Panjshir, a province located northeast of Kabul where former Afghan vice president Amrullah Saleh fled in recent days, contains one of the only stretches of territory inside Afghanistan outside of Taliban control.
Massoud said his father gathered resistance fighters in the same region as a mujahideen commander when the Taliban controlled Afghanistan before the turn of the century.
The elder Massoud — who was assassinated on Sept. 9, 2001, two days before al Qaeda terrorists killed nearly 3,000 people in attacks within the United States — died “fighting for the fate of Afghanistan but also for the West,” his son said.
Saleh, who joined anti-Taliban forces this week, declared himself the “legitimate caretaker president” on Tuesday after President Ashraf Ghani fled the country ahead of the Taliban’s advance into Kabul on Sunday.
“We have lost territory but not legitimacy,” Saleh told the New York Times in an interview published Wednesday. “I, as caretaker president, upholder of the Constitution, don’t see the Taliban emirate either as legitimate or national.”
Massoud said Afghans have already responded to his call for resistance in the Panjshir Valley, including members of the Afghan Special Forces and others from the Afghan army who “were disgusted by the surrender of their commanders and are now making their way to the hills of Panjshir with their equipment.”
However, their arms would not be enough to overcome a Taliban assault, Massoud wrote, citing shared interests in an appeal to the West for weapons and ammunition.
“Know that millions of Afghans share your values,” Massoud said. “We have fought for so long to have an open society, one where girls could become doctors, our press could report freely, our young people could dance and listen to music or attend soccer matches in the stadiums that were once used by the Taliban for public executions — and may soon be again.”
Ahmad Massoud, son of late Afghan commander Ahmad Shah Massoud, center, speaks to supporters. (Christophe Archambault/Pool Photo via AP)

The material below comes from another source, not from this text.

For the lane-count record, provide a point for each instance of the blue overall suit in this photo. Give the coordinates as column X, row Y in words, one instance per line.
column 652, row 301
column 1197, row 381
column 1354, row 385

“The Taliban is not a problem for the Afghan people alone,” Massoud also said. “Under Taliban control, Afghanistan will without doubt become ground zero of radical Islamist terrorism; plots against democracies will be hatched here once again.”
The Biden administration has yet to divulge its strategy in dealing with the Taliban’s reascension to power in Kabul. Administration officials have said their current priority is evacuating U.S. citizens, which could number up to 15,000, along with eligible Afghans and others who seek to take shelter in the U.S.
Although officials have been slow to reveal what the administration plans to do beyond the president’s Aug. 31 withdrawal deadline, Biden said in an interview segment aired Wednesday that U.S. forces would remain in Afghanistan to continue its evacuation of U.S. citizens beyond that date if necessary.
“If there’s American citizens left, we’re gonna stay to get them all out,” Biden told ABC’s George Stephanopoulos.